In sum, the only date that Townsend interfered in any possible way was on March 12, 2022, when he confiscated the bandages from Hatcher; but the medical records indicate that Hatcher’s bandage was charged on March 12, 2022, as well as the next three days, and that after March 15, 2022, Hatcher’s bandage changes were switched by his doctor to every other day.

The record does not indicate or support any inference that Townsend was aware that confiscating the bandages on March 12, 2022, could create a substantial risk of serious harm to Hatcher, especially when medical staff were changing his dressing on a daily basis. Consequently, there was no basis for Townsend to have drawn the necessary inference that he created a substantial risk of serious harm to Hatcher.

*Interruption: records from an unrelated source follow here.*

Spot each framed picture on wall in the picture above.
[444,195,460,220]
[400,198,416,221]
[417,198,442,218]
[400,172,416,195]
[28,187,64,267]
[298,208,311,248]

To the contrary, the evidence establishes that Hatcher had virtually unlimited daily access to medical personnel during the month of March 2022, and that medical personnel routinely changed Hatcher’s dressing during that same time period. Therefore, the undisputed material facts show Hatcher cannot establish an Eighth Amendment claim of deliberate indifference.

Defendant’s motion for summary judgment granted.

Hatcher v. Townsend, Case No. 1:21-cv-1256, May 3, 2023. EDVA at Alexandria (Trenga). VLW 023-3-238. 9 pp.